By Sachit Subba • Football • Jun 26, 2026 05:43 AM • 106 views
HOUSTON — Composure is precious when a World Cup campaign teeters on the brink. Five days after a 5-1 thrashing by the Netherlands, Sweden stared down the barrel of an early flight home. In a second half that shifted from a cagey tactical chess match into an open exchange of blows, Graham Potter’s men found the steel to survive.
Anthony Elanga’s sublime 62nd-minute equaliser cancelled out an exquisite opener from Japan’s Daizen Maeda, securing a 1-1 draw that served both nations' ambitions. For Japan, the point cements a second-place finish in Group F with five points, setting up a blockbuster knockout clash against five-time world champions Brazil here in Houston on Monday. Sweden, meanwhile, slides into the next phase on four points, claiming one of the highly coveted berths reserved for the eight best third-placed finishers across the tournament's 12 groups.
A Tense, Cagey Opening
The stakes clearly weighed heavily during a turgid opening 45 minutes, with both technical boxes prioritising defensive shape over creative risk. It took until the cusp of the interval for the match to flash into life.
Japan engineered the first true opening when Maeda turned provider, teeing up Keito Nakamura for a first-time daisy-cutter. It demanded every inch of Jacob Widell Zetterstrom’s frame, with the Swedish goalkeeper flying to his left to tip the ball around the post. Sweden countered almost immediately through the direct running of Viktor Gyokeres, whose driving run concluded with a deflected strike off Shogo Taniguchi that looped harmlessly wide.

Seven Minutes of Magic
Whatever Hajime Moriyasu relayed to his players at the break completely altered the tempo. Japan re-emerged with an aggressive, front-foot intensity, signalled early by an ambitious effort from Ao Tanaka.
In the 56th minute, that injection of dynamism yielded a goal of pure, tournament-defining quality. Ritsu Doan instigated the move from the right flank, exchanging a sharp one-two with Ayase Ueda before drifting inside. With surgical precision, Doan threaded a pass directly into the corridor between Sweden’s central defenders. Maeda, reacting quickest, ghosted into the space entirely unmarked to stroke a composed finish past Widell Zetterstrom.
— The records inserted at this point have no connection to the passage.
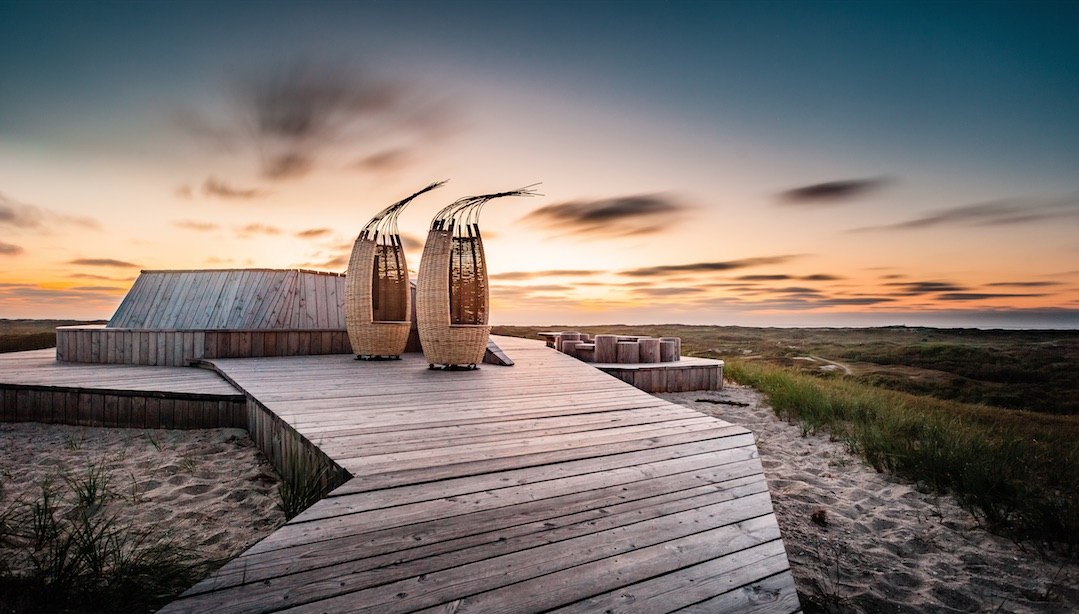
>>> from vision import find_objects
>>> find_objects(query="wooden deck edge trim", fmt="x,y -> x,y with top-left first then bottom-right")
0,384 -> 247,429
185,475 -> 781,605
0,383 -> 247,402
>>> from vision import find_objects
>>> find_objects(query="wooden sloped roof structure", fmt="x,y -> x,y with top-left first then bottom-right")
108,269 -> 345,330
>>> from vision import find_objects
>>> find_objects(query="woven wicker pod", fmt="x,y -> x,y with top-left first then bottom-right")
345,181 -> 445,358
415,188 -> 535,368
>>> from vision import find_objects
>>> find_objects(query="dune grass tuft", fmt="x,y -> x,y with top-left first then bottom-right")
0,463 -> 216,612
725,360 -> 1079,548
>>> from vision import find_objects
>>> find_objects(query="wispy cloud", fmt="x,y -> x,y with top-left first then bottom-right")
937,292 -> 1046,301
632,286 -> 706,297
779,177 -> 890,205
521,194 -> 688,237
885,282 -> 967,296
0,192 -> 100,231
203,177 -> 269,201
235,223 -> 281,238
622,254 -> 803,277
68,258 -> 139,269
849,194 -> 1079,232
491,269 -> 604,282
173,220 -> 221,232
176,62 -> 455,180
68,273 -> 135,282
0,283 -> 125,309
296,228 -> 333,238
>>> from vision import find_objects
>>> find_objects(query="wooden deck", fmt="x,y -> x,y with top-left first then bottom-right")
0,350 -> 247,428
164,338 -> 800,613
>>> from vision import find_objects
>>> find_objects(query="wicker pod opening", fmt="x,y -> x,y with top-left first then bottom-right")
416,187 -> 536,368
345,181 -> 445,358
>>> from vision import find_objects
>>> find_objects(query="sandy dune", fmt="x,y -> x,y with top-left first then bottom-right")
0,423 -> 285,569
657,384 -> 1079,613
The Japanese celebrations had barely subsided when Sweden struck back through sheer individual audacity. Gathering the ball at the corner of the penalty area, Elanga cut inside and unleashed a perfectly calibrated, curling left-footed strike. The ball arced over a crowded Japanese backline, leaving the unsighted Zion Suzuki helpless as it nestled into the far corner.

Suzuki Holds the Line
With parity restored, the contest finally opened up into the end-to-end spectacle the Houston crowd had hoped for. Sweden, suddenly playing with the freedom that deserted them against the Dutch, pushed hard to turn one point into three.
Alexander Isak thought he had found the winner just three minutes after Elanga's equaliser, only for Suzuki to execute a stunning, sprawling stop to his left. The Japanese shot-stopper would prove to be his side's saviour again deep into stoppage time. When Isak rose highest to meet a desperate cross, Suzuki reacted instinctively, palming the forward's powerful header onto the crossbar to preserve the draw.
For Japan, the focus now shifts entirely to the knockout clash with Brazil.